Sunday, September 29, 2013

Moro x 2

A double header! I decided to take a week off work at the end of August and thought I might try making a soup for our lunches. It was time for this cookbook, a very special one for us:
Why is it special? Because it was one of the first gifts Katherine gave me! (The inscription is too rude to post here.) We've done recipes from it before, and they have always been rather unusual and introduced new tastes and combinations into our normal cooking routines. This time round was no exception. So, for the soup. I chose "Hassan's celery and white bean soup with tomato and caraway".
The key ingredient of this dish is CELERY. Take one bunch of celery, leaves and all:
Wait no, I'm getting ahead of myself. Start by heating up the cannellini beans:
 Then, while they're heating, cook the chopped celery with lots of olive oil:
Celery pieces are looking too big
Then crush caraway seeds:
And add the seeds to the celery, with garlic and scallions:
Definitely too big
Already looks good, huh?

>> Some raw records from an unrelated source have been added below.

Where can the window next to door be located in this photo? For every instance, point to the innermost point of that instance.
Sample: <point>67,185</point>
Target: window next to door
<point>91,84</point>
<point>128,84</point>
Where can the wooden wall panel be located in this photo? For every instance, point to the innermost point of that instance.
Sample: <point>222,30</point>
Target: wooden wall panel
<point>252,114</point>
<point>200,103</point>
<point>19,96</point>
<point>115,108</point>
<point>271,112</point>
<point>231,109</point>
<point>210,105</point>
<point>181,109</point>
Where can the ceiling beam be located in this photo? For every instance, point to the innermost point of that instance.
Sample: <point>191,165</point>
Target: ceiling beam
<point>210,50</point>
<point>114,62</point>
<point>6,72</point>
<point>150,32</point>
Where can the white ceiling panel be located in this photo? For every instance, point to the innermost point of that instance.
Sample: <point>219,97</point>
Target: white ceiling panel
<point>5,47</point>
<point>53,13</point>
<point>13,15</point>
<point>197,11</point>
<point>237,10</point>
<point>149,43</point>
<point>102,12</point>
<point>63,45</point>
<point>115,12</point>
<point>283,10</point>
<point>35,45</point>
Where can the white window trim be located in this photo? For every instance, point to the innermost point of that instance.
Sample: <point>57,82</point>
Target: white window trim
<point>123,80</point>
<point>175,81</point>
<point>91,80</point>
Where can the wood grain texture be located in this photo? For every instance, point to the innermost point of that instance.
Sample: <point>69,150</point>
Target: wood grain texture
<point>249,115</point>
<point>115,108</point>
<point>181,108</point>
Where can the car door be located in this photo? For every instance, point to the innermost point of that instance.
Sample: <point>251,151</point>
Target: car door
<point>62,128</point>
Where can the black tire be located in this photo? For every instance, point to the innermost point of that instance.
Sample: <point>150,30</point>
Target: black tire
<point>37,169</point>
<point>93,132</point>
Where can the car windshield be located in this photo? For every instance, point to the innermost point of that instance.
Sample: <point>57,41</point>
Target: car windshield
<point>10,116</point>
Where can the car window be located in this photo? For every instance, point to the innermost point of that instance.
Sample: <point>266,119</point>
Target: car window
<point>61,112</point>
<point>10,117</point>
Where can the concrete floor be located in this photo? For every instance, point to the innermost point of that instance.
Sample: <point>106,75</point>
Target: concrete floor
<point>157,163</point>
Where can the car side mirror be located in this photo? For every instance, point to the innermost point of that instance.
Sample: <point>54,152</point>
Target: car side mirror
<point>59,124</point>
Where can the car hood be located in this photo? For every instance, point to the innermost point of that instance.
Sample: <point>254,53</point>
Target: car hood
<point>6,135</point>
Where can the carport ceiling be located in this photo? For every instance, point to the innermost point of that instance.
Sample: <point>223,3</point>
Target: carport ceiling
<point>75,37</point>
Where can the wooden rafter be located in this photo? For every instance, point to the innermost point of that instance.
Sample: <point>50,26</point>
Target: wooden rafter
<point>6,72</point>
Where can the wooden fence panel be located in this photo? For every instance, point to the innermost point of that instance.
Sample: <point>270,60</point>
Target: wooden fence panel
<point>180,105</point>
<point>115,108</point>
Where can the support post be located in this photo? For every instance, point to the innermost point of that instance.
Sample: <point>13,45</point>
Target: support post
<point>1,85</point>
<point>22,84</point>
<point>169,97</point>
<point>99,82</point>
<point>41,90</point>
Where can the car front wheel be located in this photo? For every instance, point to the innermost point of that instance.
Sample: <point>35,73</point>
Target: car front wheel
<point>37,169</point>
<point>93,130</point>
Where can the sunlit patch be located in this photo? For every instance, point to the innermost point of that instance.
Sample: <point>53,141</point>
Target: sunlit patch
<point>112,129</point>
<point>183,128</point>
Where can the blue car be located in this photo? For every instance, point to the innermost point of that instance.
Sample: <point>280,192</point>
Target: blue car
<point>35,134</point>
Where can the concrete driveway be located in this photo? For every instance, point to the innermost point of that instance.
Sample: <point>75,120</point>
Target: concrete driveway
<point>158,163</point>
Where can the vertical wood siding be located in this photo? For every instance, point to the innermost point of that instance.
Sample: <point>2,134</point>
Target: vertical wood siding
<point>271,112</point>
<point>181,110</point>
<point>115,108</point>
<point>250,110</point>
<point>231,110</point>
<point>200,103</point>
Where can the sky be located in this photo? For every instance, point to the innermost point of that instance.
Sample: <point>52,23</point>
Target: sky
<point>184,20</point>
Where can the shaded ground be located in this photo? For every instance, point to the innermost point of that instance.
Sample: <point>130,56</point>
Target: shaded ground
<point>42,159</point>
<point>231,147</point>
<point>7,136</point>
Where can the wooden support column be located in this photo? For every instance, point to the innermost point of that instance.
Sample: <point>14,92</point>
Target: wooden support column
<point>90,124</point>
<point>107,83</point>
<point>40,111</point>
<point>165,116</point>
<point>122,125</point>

Cook until caramelised, add then add blanched, peeled, seeded, and chopped tomatoes:
  
Still too big
 Then add the beans:
They're not getting any smaller
But the best bit of all comes at the end. Serve the soup in bowls, drizzled with olive oil and lemon juice, accompanied by scallions and black olives, and pita:
Aren't the celery pieces too big?
We had the soup for a couple of lunches, and it was always good. But we agreed that I should have chopped the celery into smaller pieces: some mouthfuls were just too dominated by the celery. (You ended up just chewing away on celery for far too long.)

Anyway, the soup was just a teaser. The main event was another recipe, Chicken and Prawn Romesco:
The basic idea behind this dish is braised chicken thighs with shrimp, in a tomato and paprika sauce mixed with crispy garlic and crushed almonds. Take your seasoned chicken pieces:
and brown them:
Then slice the garlic:
 and brown it:
This dish requires many different elements, as you can tell. Next, you take onions and, yes, brown them:
Next it's the shrimp's turn. Peel and devein the shrimp:
Then brown them - no, don't brown them! The recipe actually calls for pre-cooked Atlantic prawns to be thrown in at the last minute. Well, you just can't get small shrimp here in the States. Who would want to eat them when you have Gigantic Jumbo King shrimp? To prepare them, I made a quick stock with the shells:
And then poached the shrimp in it:
Next, take some fresh tomatoes and peel them:
Chop, and add them, with the onions (and paprika) to the chicken, along with other nice things, including brandy and bay leaves, and some shrimp stock:
This is a very long recipe. Now for the most interesting part of the dish. Make a picada by blending almonds and the garlic:
In case it's not obvious, these are the almonds before going into the blender...
Then stir the picada into the dish, add the shrimp, cook some rice, cook some broccoli, and you're ready:
That was a lot of work. The result was a typical Moro dish: lots of lovely flavours which sit on top of each other and vie for attention on the palate but which don't integrate (and maybe aren't even supposed to). Definitely one to try again, I think, not least because we eat a lot of chicken and it's good to vary the way we prepare it!